# Blade Deck Installation Issues



## Euclid34 (May 5, 2014)

I took off the blade deck on my 600 series (Year 2000) 42" Yard Machines Lawn Tractor for service (blade changes, cleaning, etc). The deck raised and lowered , blades engaged and disengaged without any issue prior to the removal. However, I encountered issues when trying to reinstall the deck. I had problems with attaching the stabilizer plate as well as the hanger pins. I eventually got it attached, and the deck raised just fine. However, when I try to lower the deck, it gets hung up on the right side. Like something is preventing it from lowering down. The right side of the deck even seems to be too close (if not touching) the right rear tire.
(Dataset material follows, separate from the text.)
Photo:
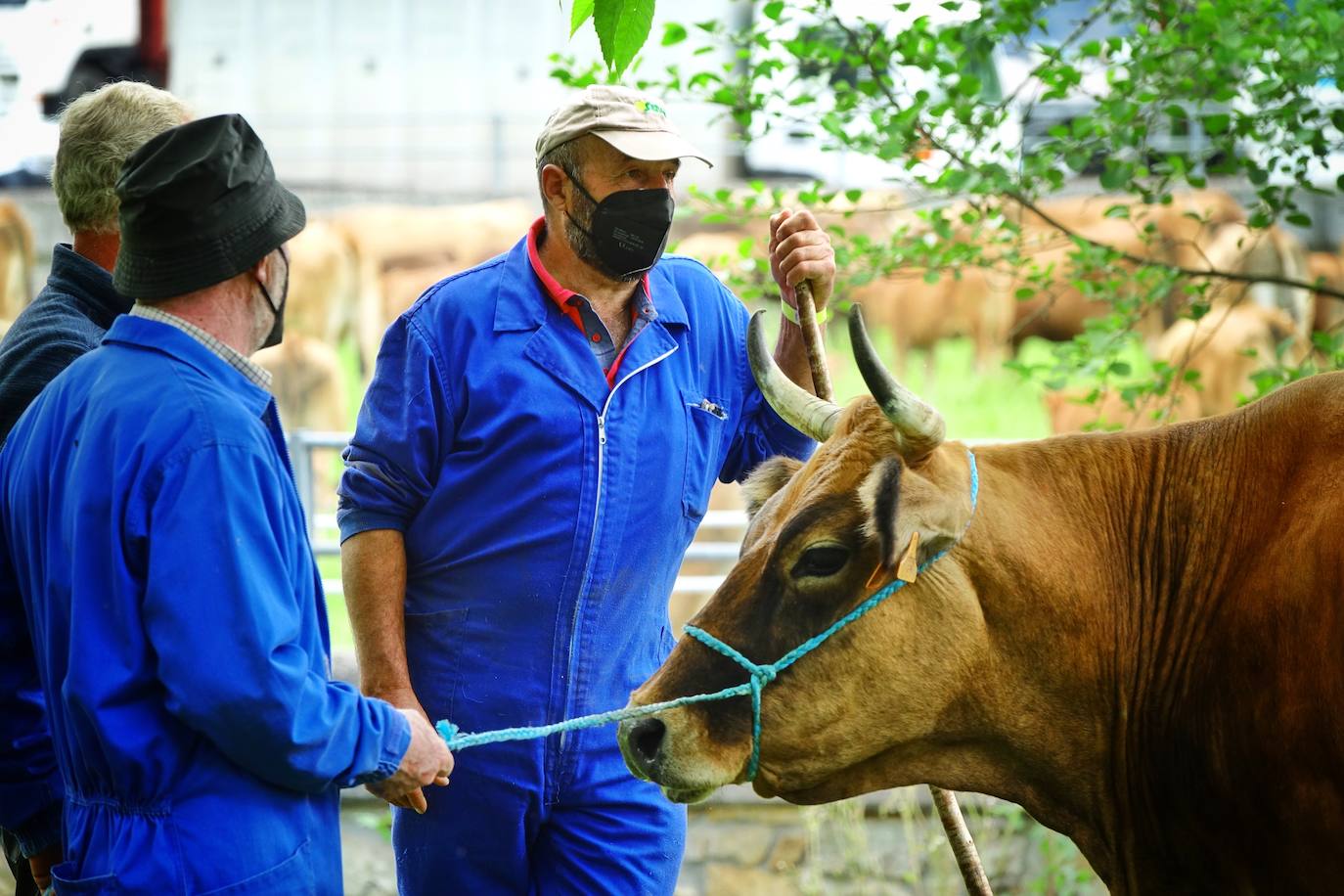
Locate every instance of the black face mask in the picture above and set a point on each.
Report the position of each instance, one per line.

I am fairly certain that I got the hanger pins attached properly. It seemed intuitive which pin went where when I slid the deck under the tractor prior to attaching it. I cant seem to find any information or diagrams for the deck installation other than the generic directions in the manual (which is just the reverse of the removal).
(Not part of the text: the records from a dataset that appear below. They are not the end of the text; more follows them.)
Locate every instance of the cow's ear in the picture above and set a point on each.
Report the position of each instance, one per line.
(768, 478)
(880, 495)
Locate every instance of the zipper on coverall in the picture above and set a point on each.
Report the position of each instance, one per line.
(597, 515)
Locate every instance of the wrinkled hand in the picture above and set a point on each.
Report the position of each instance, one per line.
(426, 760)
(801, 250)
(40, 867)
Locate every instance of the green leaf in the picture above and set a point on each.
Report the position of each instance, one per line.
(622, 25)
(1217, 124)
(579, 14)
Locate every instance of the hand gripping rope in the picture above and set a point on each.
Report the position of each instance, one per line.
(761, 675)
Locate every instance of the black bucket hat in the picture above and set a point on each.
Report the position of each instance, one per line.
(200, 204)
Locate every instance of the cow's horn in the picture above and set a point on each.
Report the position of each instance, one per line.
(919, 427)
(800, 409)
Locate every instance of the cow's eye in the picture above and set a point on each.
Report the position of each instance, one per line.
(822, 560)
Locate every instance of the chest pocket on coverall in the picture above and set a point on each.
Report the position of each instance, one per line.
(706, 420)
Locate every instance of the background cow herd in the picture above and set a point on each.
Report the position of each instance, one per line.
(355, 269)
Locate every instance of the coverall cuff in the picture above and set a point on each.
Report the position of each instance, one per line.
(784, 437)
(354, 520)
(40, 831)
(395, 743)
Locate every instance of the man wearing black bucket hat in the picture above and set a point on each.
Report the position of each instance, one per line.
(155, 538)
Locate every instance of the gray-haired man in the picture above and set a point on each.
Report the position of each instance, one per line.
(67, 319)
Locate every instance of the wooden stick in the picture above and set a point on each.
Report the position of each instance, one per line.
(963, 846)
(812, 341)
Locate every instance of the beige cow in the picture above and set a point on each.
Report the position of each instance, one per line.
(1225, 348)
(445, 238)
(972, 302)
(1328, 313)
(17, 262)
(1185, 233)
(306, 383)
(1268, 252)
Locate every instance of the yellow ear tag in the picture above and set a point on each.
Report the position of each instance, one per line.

Any input or advice would be greatly appreciated... Its my fault for thinking this was a "pop-off, pop-back-on job."


----------



## Euclid34 (May 5, 2014)

I figured out the issue...

Turns out that during the reinstallation the disengagement rod that attaches to the stabilizer assembly was knocked out of line and was not able to fully disengage when the deck was lowered. It took taking off the center console plate for me to see this. I carefully adjusted it and made sure it stayed in line while reassembling. 
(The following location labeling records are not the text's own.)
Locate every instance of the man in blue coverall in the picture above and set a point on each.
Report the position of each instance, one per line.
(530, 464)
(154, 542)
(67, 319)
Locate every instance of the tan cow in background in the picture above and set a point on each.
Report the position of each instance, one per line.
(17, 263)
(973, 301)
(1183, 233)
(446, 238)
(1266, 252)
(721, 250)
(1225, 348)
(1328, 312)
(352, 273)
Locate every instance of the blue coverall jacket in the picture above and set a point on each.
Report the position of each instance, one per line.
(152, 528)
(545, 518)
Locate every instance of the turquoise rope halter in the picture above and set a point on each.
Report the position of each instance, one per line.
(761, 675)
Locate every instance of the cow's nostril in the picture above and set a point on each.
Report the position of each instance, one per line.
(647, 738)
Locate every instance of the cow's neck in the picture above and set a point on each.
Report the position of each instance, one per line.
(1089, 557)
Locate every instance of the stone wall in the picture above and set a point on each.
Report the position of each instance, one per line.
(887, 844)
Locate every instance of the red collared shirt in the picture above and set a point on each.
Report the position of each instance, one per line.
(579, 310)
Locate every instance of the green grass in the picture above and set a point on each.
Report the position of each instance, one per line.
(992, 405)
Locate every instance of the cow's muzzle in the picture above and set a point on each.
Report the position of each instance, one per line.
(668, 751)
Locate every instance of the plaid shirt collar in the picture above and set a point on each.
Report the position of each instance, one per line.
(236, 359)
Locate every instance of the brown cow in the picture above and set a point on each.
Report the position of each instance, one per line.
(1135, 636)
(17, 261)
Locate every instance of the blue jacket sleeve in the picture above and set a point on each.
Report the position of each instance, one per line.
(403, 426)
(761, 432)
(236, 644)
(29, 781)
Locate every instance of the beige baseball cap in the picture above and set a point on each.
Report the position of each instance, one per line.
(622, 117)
Hopefully this will help another person with the same issue in the future. I foud several references via google where people had the same issue as I did, but didnt know what caused it. One even said they fixed it by taking off the deck and reassembling several times and it was suddenly resolved... they probably got lucky and knocked the disengagement rod into place.


----------



## farmertim (Dec 1, 2010)

Euclid34 said:


> I figured out the issue...
> 
> Turns out that during the reinstallation the disengagement rod that attaches to the stabilizer assembly was knocked out of line and was not able to fully disengage when the deck was lowered. It took taking off the center console plate for me to see this. I carefully adjusted it and made sure it stayed in line while reassembling.
> 
> Hopefully this will help another person with the same issue in the future. I foud several references via google where people had the same issue as I did, but didnt know what caused it. One even said they fixed it by taking off the deck and reassembling several times and it was suddenly resolved... they probably got lucky and knocked the disengagement rod into place.


Thanks for posting the solution Euclid34.
Always helps when we can learn from other mistakes, my Murray gave me a similar problem, but I didn't think to post it!
Cheers.


----------